Trailer brakes are electric, with a dash-mounted controller which sets how much brake is applied when the truck’s brakes are engaged.  Most of the braking power remains with the truck. The trailer’s brakes are there as much to keep the trailer stable while braking as to take some of the load off the truck. And it’s important to not overheat the trailer’s brakes either. In a pinch, the driver can also manually control the trailer brakes, to apply more pressure to them and increase braking.

And so that’s where we find ourselves, on the level streets after coming off of Powell, when my foot goes right to the floor again. No truck brakes.

“Oh. That’s not good,” reaching for the trailer brake controller.

“What’s not good?”

“Truck brakes failed again,” bringing the truck to a stop with the trailer brakes.

“No! That’s not good!”

“Trailer brakes are fine,” rolling forward again.

“Shouldn’t we pull over?!”

“If you can find a place in downtown San Francisco to park 45 feet of RV, sure,” using the trailer brakes to stop at a red light.

“There are two lanes here. We can put on the hazards.”

“For an hour while the truck brakes cool?” Rolling forward again.

“There’s that.”

“Trailer brakes are working fine. I haven’t been using them since the bridge. (But obviously should have.) Could have used them more coming down Powell, too.”

So on we go.

We’re side-by-side on the street with a truck, whose driver must have been watching me, or maybe heard our conversation.

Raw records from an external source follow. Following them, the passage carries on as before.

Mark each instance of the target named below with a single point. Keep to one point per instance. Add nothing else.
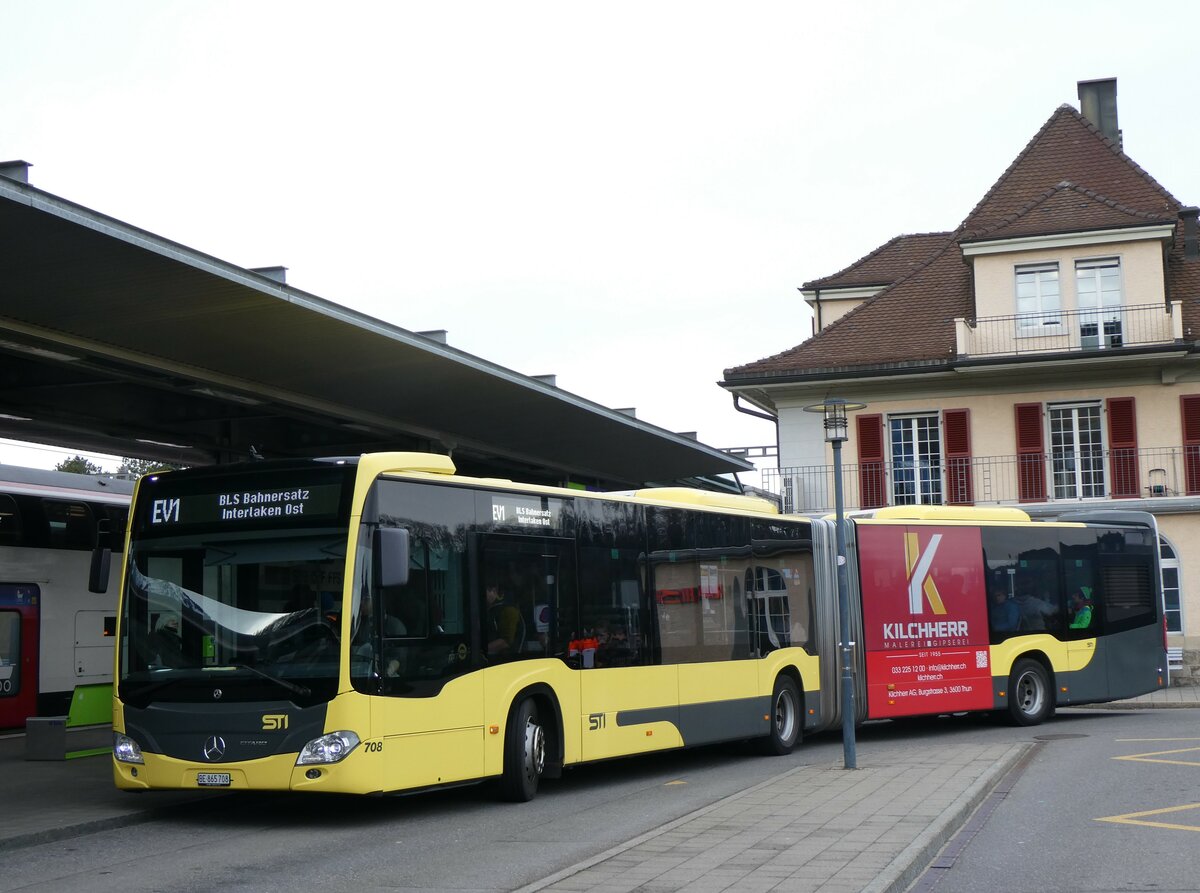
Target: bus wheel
(785, 718)
(1030, 700)
(525, 754)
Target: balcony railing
(1071, 330)
(993, 480)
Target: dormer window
(1038, 303)
(1099, 292)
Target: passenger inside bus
(1081, 607)
(1003, 612)
(504, 625)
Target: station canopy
(118, 341)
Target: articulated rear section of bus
(958, 610)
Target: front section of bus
(229, 657)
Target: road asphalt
(815, 827)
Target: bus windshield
(256, 612)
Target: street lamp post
(837, 432)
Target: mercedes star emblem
(214, 748)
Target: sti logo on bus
(163, 510)
(919, 580)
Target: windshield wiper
(287, 684)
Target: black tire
(785, 719)
(1030, 696)
(525, 754)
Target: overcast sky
(627, 195)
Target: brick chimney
(1098, 105)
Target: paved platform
(816, 827)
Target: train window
(10, 521)
(71, 525)
(118, 517)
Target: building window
(1173, 609)
(916, 460)
(1077, 451)
(1038, 305)
(1098, 288)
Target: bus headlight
(329, 748)
(125, 749)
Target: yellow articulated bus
(383, 624)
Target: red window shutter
(1189, 407)
(1123, 449)
(873, 492)
(1031, 462)
(957, 429)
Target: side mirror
(97, 575)
(391, 552)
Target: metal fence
(1067, 331)
(991, 480)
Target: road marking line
(1135, 739)
(1134, 817)
(1149, 757)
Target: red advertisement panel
(924, 619)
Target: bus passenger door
(18, 653)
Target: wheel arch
(549, 708)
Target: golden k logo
(919, 580)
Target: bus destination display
(247, 504)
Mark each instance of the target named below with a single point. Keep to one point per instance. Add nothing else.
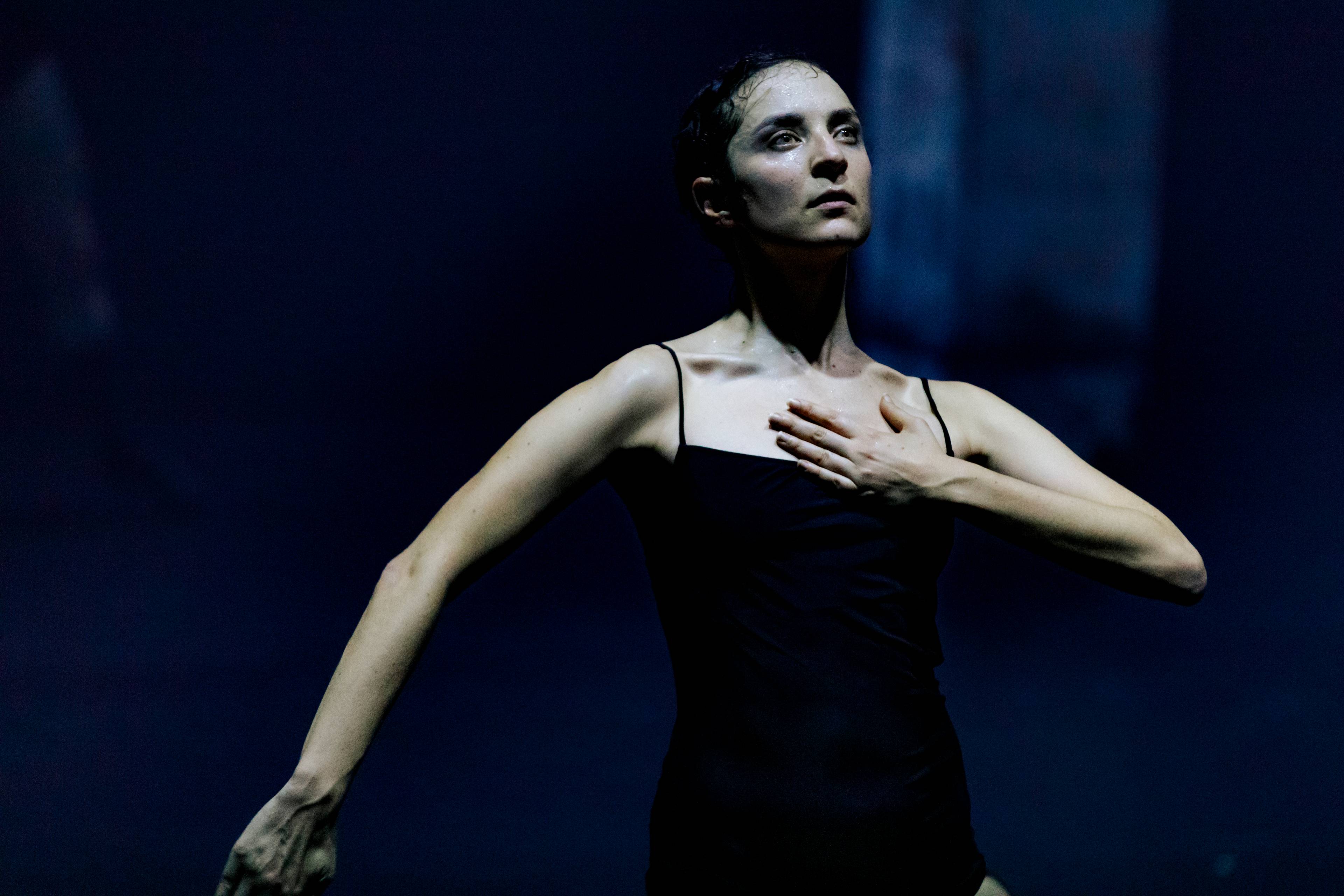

Stopped at a red light, he calls out with a note of incredulity:

“Hey man, are you driving with only your trailer brakes?”

“Yeah, the truck brakes went out a couple blocks after we came down Powell.”

He laughs, flashes a thumbs up. “You’re one of us!”

I laugh. Nod, tipping the Akubra Snowy River hat I’d bought in Australia.

With a wave, he turns left at the light. We wave back and go straight. My navigator has a route back to the RV park dialed in on the map. We get there without incident, or truck brakes. Fortunately, we find a pull-through site. If I’d be forced to back the truck in, I’m not sure I’d want to do it with just trailer brakes.

Oh, and incidentally, the street crossing in the featured photograph is Powell Street.